3.) Compassionate Capacity: just as a successful teacher works closely with each student to understand their individual needs, my supervisor doesn’t advise schools with cold, one-size-fits-all mindset. I’ve really enjoyed the human qualities she brings to the daunting task of disbursing $65 million dollars. While it would be easy to be condescending towards administrators of struggling schools, she instead seeks to attain mutual understanding in order to build capacity for the schools to “get their wings.”As my mother would say, the tone is “firm but loving.”
4.) Cool Factor: at four full-time staff members, my office is among the smallest at the MDE. That said, it’s unquestionably also among the coolest. I felt like a part of the family from day one, and it’s fun working with people who have a strong sense of passion and purpose for their work (and a good sense of humor). There is rarely a dull moment in the office and I enjoy being involved in the various day-to-day and long-term projects.

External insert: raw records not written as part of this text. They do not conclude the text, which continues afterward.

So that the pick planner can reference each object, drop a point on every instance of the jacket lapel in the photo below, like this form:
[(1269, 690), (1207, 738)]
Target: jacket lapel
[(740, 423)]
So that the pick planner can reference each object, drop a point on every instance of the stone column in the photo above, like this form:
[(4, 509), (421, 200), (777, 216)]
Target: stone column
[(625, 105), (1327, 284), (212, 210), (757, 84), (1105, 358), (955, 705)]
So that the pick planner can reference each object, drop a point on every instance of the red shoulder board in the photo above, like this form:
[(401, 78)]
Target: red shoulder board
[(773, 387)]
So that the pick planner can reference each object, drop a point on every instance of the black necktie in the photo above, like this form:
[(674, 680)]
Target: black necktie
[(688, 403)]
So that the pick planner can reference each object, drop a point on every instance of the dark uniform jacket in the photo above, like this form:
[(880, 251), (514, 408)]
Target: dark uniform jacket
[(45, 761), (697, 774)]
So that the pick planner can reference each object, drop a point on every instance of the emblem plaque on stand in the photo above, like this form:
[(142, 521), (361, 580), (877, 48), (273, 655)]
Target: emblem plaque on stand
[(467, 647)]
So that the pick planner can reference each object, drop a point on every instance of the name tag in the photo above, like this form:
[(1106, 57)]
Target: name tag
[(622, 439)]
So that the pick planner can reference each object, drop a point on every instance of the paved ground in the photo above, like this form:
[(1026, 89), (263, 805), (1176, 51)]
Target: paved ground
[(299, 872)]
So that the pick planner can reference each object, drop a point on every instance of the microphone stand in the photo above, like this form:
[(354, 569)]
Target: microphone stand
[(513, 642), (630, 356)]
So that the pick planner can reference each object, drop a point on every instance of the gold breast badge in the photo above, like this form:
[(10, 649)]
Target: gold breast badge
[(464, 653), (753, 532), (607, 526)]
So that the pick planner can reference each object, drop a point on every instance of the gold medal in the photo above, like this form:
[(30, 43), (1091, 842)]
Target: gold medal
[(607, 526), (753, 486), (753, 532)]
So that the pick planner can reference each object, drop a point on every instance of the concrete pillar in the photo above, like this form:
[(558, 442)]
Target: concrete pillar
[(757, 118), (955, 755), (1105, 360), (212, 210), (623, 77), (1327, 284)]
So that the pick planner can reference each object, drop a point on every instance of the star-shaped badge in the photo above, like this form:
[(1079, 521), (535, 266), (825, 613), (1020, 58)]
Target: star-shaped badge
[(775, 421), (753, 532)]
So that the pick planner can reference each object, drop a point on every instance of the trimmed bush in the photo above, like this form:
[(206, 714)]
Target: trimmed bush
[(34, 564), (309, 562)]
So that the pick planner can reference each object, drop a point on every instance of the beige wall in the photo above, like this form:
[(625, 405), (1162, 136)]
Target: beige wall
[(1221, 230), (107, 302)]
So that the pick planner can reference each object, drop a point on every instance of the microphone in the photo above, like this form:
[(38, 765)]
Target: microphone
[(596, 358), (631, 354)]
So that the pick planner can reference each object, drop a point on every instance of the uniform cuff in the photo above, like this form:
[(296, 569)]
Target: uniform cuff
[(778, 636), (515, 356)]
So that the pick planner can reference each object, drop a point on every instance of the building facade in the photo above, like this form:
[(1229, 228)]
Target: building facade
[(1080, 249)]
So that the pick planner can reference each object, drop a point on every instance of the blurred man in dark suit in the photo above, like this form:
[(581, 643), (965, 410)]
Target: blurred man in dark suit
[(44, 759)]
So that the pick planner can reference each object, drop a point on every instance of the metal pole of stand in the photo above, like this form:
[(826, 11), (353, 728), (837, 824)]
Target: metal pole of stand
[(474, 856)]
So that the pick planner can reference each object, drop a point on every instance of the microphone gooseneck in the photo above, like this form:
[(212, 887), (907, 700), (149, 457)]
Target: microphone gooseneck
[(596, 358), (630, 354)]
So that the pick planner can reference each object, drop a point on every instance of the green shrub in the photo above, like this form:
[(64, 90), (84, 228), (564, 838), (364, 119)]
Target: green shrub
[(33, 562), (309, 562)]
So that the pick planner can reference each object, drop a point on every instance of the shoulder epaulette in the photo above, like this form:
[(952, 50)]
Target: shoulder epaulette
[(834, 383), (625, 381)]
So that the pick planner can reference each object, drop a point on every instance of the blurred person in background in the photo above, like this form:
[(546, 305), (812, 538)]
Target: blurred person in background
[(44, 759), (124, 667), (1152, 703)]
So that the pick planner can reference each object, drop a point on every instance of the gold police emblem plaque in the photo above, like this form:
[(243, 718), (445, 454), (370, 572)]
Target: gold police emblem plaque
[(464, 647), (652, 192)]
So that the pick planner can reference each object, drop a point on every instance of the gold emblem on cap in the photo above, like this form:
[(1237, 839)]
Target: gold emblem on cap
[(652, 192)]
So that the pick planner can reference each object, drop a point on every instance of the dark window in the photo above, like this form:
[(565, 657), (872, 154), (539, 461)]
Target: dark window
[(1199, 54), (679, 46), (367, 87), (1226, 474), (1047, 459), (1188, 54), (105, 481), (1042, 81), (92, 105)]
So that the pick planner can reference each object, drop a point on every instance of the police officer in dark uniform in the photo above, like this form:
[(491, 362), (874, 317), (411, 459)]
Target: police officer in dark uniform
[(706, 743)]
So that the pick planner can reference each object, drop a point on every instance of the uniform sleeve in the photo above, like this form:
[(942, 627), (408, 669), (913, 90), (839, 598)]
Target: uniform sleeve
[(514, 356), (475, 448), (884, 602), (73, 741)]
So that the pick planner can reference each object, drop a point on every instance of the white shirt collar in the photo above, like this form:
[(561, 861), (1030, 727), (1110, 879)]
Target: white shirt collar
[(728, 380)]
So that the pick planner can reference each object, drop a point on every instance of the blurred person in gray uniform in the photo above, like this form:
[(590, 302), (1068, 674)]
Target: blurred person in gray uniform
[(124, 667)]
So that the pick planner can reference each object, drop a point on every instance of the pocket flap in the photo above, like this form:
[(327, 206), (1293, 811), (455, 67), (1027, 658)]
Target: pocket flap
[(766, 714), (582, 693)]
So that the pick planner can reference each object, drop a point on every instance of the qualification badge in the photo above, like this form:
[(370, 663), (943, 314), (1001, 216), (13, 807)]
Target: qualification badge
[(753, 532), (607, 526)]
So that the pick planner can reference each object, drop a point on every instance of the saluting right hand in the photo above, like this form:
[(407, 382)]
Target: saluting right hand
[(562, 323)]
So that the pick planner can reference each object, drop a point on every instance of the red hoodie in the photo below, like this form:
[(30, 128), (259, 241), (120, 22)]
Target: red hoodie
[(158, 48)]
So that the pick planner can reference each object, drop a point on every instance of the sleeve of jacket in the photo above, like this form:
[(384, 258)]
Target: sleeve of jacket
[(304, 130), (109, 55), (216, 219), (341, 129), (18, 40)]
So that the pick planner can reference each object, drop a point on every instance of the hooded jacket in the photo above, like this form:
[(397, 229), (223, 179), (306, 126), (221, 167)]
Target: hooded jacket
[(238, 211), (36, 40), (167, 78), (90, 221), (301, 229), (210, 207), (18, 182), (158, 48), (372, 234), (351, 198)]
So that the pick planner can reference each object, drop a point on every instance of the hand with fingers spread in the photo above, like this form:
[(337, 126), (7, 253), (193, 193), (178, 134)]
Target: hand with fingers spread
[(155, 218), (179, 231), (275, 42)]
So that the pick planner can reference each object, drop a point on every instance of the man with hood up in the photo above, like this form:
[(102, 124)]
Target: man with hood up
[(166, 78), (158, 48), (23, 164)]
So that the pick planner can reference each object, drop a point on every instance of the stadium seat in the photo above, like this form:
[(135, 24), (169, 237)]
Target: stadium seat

5.) Charter Charter Bo barter Banana Fanna Fo Farter. Me Mi Mo Marter…: I’m not strictly against charter schools, but I wish they served their original purpose! As explained by Diane Ravitch (yes, I know, but she often makes legitimate claims):
“[P]ublic school teachers could get permission from local authorities to open a small experimental school and then focus on the neediest students. The school would recruit students who had dropped out and who were likely to drop out. It would seek new ways to motivate the most challenging students and bring whatever lessons they learned back to public schools, to make them better able to educate these youngsters.
The original vision of charter schools was that they would help strengthen public schools, not compete with them.”
In a way, the SIG competition and accountability measures put in place offer a chance to see this original vision fulfilled. I love the sense of a learning community my office brings to the process in the sense that we get to see which ideas work and which don’t (the 17 schools receive on average ~3 to 4 million dollars over a three year period). Charters can be wonderful assets (*side eye*) that serve a vital mission, but the public needs to understand that traditional schools can achieve gains too!
I’ll elaborate more within the next week, but it will be bittersweet when I have to leave the office. With that said, I’m excited by the sense of possibility my work with the Office of School Recovery has given me. For all of the problems facing Mississippi, there are bright spots where competent, dedicated school leaders and teachers are working to turn the tables on the lingering Achievement Gap. I once was worried about leaving the Delta with a grim outlook on the future, but I now can authentically say I am more optimistic. Slowly, but surely, a change is going to come- and it’s going to come to those who make it happen for themselves.